Au début novembre, Larry Summers, ancien secrétaire du Trésor de Clinton et proche conseiller d’Obama au lendemain de la crise, a participé à une conférence au Fonds monétaire international (FMI) où il a annoncé qu’il était peut-être temps de mettre cet étalon de croissance au rancart. Il a en effet avancé que le marasme dans lequel était englué les économies développées était the new normal (que je traduis par : le nouvel étalon). La croissance se situerait désormais entre 0,5 et 1,5%.

Pourquoi serions-nous condamnés à cette éternelle grisaille? Pour reprendre le résumé de Martin Wolf du Financial Times (disponible ici, mais uniquement pour les abonné.e.s), trois raisons fondamentales sont mises de l’avant.

Première raison, malgré une politique monétaire plus qu’accommodante, l’économie ne retrouve pas son dynamisme. Qu’est-ce que ça veut dire? Que même si les banques centrales maintiennent les taux d’intérêt très bas – ce qui fait que ça ne coûte pas cher d’emprunter de l’argent pour l’investir dans des projets et donc qu’on peut prendre plus facilement des risques – le taux de croissance économique reste relativement bas. Particulièrement, si on le compare aux tendance d’avant la crise.

En deuxième lieu, il faut comprendre qu’avant la crise, l’économie mondiale était dopée par la bulle immobilière américaine. Or, juste avant le déclenchement de la crise, aucun indicateur économique traditionnel n’annonçait une crise. On ne voyait aucun symptôme des excès économiques.
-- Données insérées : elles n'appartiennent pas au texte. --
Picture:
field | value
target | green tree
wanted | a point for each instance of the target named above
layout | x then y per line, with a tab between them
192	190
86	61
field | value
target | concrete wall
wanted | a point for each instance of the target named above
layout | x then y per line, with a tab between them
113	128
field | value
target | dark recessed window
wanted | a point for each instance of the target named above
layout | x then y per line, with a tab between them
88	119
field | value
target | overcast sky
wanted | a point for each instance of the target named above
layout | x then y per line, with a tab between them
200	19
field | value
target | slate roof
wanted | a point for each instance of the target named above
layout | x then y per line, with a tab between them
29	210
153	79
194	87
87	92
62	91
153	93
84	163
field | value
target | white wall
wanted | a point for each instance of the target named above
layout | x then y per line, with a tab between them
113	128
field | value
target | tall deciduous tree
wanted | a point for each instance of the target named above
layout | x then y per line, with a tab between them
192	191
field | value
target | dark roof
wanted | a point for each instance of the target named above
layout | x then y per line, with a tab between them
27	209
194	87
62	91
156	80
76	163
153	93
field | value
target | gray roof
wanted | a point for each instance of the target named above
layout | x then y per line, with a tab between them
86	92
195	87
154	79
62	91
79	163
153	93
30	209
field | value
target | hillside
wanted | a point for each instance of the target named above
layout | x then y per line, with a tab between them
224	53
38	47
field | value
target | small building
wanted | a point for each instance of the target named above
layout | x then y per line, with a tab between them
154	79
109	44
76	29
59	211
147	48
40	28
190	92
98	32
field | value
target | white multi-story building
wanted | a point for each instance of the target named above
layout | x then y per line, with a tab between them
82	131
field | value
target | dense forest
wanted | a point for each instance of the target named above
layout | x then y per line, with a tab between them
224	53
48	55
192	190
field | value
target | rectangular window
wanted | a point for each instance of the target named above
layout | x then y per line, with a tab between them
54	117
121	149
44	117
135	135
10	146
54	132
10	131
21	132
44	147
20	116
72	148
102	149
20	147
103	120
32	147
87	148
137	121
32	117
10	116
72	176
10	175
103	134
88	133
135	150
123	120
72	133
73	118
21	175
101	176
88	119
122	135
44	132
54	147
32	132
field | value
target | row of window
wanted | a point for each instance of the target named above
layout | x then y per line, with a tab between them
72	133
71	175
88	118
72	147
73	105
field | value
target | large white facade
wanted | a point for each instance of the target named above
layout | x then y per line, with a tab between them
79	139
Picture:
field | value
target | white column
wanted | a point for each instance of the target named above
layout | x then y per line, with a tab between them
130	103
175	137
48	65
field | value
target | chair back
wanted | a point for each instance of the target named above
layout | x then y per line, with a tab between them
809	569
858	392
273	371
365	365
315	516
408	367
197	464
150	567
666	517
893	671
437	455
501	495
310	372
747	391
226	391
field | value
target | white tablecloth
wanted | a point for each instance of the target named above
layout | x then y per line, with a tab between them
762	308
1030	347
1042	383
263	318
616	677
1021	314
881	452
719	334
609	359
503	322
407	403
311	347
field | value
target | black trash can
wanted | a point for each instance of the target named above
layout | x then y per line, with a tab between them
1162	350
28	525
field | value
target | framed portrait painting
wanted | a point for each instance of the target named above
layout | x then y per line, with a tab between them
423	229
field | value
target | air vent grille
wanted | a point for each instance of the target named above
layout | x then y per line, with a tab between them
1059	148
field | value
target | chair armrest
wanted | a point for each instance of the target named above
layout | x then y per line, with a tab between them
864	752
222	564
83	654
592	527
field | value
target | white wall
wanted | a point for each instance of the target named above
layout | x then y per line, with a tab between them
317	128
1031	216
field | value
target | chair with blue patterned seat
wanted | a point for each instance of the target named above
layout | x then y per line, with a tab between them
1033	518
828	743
Pas de surchauffe, tout avait l’air normal.

Troisièmement, même si la croissance était de la partie avant la crise, les taux d’intérêt réels restaient relativement bas, ce qui est contraire à l’habitude, où plus l’activité économique s’emballe plus les taux d’intérêt augmentent (comme il y a une forte demande pour emprunter).

Nous serions donc prisonnières et prisonniers d’une stagnation de longue haleine (secular stagnation) que Paul Krugman explique plutôt bien. Dans cette stagnation, les périodes de dynamisme économique sont uniquement causées par des bulles. Et, comme le montre Antonio Fatas, même pendant ces périodes de bulle, les taux d’investissement des entreprises dans l’économie sont particulièrement bas.

Quels sont les deux éléments centraux de cette nouvelle dynamique? Un taux d’endettement élevé de la part des ménages et un taux d’épargne imposant du côté des entreprises. Elles gardent leur argent dans leur compte de banque, ce qui fait que les salaires stagnent. Les ménages sont obligés d’emprunter pour maintenir leur rythme de vie parce qu’il n’y a pas de nouveaux emplois créés et parce que les salaires n’augmentent pas, faute d’investissements. C’est l’endettement des ménages qui tire l’économie lentement hors de la crise, le tout au profit des entreprises bancaires qui récoltent les taux d’intérêt en passant. Résultat, une économie au ralenti, des ménages pris à la gorge et la poursuite du gonflement du secteur financier.

Si vous suivez l’IRIS un peu, tout cela ne vous surprendra pas. Déjà, il y a bientôt quatre ans, on parlait de l’endettement des ménages. En 2012, on mentionnait cette croissance des liquidités des entreprises, sur ce même blogue – un sujet que nos collègues du Collectif d’analyse de la financiarisation du capitalisme avancé (CAFCA) et du Progressive Economics Forum (PEF) ont bien davantage creusé que nous. Enfin, en juin dernier, Éric Pineault publiait ici une étude qui présente en substance la thèse d’une trappe d’austérité stagnation dans laquelle seraient piégées nos économies. Au mois de novembre 2013, il semble que les économistes conventionnels se sont réveillés. Nous sommes bien content.e.s de voir que nous ne sommes plus seul.e.s à penser qu’il s’agit d’une nouvelle situation.

Que faire dans ce contexte? D’aucuns appellent à plus d’investissement, même public. On nous ramène les vieilles histoires de Keynes qui proposait de payer des gens pour creuser des trous inutiles : bref, qu’importe si l’investissement est bon ou mauvais tant qu’on investit. D’autres propositions émergent : augmenter l’inflation ou mettre des taux d’intérêt négatifs dans les comptes courants des entreprises. Bien sûr, ces propositions apparaissent aujourd’hui scandaleuses, mais qui sait, peut-être qu’elles aussi gagneront en popularité sous peu.